Es cierto que las conductas aprendidas dominarán la mayor parte de las actividades humanas, particularmente la de los adultos, y sin embargo la capacidad de aprender tiene su origen en las instrucciones instintivas que la hacen posible, pues, ¿de donde más podrían venir?

Que queramos o no reconocer este hecho, tiene que ver más con las expectativas que con cualquier otra cosa, y por supuesto toda expectativa está fundada en una creencia. Entonces el camino que nos llevará a responder las preguntas acerca de la naturaleza de las facultades mentales humanas, debe comenzar, necesariamente, por reconocer las funciones instintivas ocultas tras nuestros autoproclamados “elevados” procesos mentales.

Una función instintiva es aquella que se activa de forma mecánica cuando condiciones objetivas disparan ciertas reacciones orgánicas de naturaleza físico-químicas. Al buscar relacionar este tipo de reacciones y respuestas con las que operan en los procesos mentales, surge de inmediato la pregunta, cuales podrían ser las que cumplen con el papel de dar comienzo al proceso del aprendizaje, el conocimiento y toda consecuencia posterior.

Resulta que hay un tipo de instrucción instintiva, que nosotros hemos llamado inespecífica, y que opera en todo momento y lugar frente a cualquier evento perceptivo, desencadenado así respuestas que van desde una acción enérgica, hasta algunas muy sutiles y casi imperceptibles. Estas respuestas corresponden a las que conocemos como sensaciones. A través de la historia las sensaciones han sido descritas una y otra vez, como fenómenos asociados al conocimiento empírico y por lo tanto a los sentidos. Sin embargo la comprensión de su verdadera relación con la obtención del conocimiento, se ha visto obstaculizada justamente por las diversas ideas preconcebidas respecto de lo que se supone debe éste debe ser.

Sabemos que cualquier función orgánica depende de reacciones materiales reales, así que cada acción es parte o la resultante de un proceso. En este contexto de causas y efectos sucesivos, las sensaciones se inscriben como reacciones orgánicas a la percepción, que tienen su punto de partida en las señales emitidas al cerebro por los órganos sensoriales.

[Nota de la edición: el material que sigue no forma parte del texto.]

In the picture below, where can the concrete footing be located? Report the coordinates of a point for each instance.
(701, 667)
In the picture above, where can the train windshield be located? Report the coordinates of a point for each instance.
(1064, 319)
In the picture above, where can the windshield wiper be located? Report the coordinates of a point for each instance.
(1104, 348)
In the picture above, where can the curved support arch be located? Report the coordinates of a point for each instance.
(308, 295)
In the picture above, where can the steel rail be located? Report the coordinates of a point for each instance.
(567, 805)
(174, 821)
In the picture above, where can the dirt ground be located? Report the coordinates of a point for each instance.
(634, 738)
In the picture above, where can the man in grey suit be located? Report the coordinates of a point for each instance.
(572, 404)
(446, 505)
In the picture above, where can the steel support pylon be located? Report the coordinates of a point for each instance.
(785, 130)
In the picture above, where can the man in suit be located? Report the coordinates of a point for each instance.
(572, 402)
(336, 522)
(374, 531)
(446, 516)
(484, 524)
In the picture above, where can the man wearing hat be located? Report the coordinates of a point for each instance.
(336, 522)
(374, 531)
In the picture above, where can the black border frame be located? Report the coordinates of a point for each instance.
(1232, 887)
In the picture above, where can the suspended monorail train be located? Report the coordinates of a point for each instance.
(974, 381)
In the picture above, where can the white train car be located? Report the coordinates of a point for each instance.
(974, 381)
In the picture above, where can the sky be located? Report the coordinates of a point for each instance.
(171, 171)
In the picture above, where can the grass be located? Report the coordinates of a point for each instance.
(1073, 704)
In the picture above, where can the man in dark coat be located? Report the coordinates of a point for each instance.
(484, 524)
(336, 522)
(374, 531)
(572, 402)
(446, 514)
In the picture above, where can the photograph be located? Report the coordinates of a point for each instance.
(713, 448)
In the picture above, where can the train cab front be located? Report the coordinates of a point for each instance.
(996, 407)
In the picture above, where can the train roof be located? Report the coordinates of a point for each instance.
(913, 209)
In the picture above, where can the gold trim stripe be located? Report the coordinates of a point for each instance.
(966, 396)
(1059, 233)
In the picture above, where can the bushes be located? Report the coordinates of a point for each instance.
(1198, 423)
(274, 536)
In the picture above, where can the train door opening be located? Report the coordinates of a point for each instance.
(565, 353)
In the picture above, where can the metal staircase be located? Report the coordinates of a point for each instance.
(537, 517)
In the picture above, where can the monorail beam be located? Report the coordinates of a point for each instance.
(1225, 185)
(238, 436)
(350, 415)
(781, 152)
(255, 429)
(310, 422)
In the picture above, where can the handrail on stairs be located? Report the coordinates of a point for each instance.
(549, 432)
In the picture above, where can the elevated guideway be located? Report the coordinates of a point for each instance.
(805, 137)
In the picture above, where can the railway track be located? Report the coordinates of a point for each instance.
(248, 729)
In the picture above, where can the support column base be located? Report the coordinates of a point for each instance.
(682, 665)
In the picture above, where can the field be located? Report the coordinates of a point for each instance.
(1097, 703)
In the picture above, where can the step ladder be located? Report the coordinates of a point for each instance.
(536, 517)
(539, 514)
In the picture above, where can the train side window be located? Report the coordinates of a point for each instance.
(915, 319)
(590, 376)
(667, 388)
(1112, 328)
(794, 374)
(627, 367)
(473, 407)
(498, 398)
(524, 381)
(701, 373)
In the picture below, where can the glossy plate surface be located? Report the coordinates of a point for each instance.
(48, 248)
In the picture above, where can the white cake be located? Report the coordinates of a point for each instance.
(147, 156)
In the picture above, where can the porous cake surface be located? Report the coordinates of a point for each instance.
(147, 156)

Luego, no hay otra posibilidad que atribuirles un origen genético o instintivo, puesto que ellas se producen al margen de la “voluntad” y del conocimiento previo. Lo que es más, sus distintas “manifestaciones” nos serán totalmente desconocidas hasta que se activen por primera vez. Esto significa que nadie podrá conocer ni recordar las sensaciones que producen un sabor, un aroma, un sonido, etc. que no haya percibido antes.

De esto podemos obtener una importante conclusión y ella es que la información genética, a la cual pertenecen las instrucciones que generan las sensaciones, se encuentra almacenada en una memoria distinta de la adquirida, ya que no es posible recordar una sensación que no se ha producido, aún cuando exista el potencial para que ello ocurra.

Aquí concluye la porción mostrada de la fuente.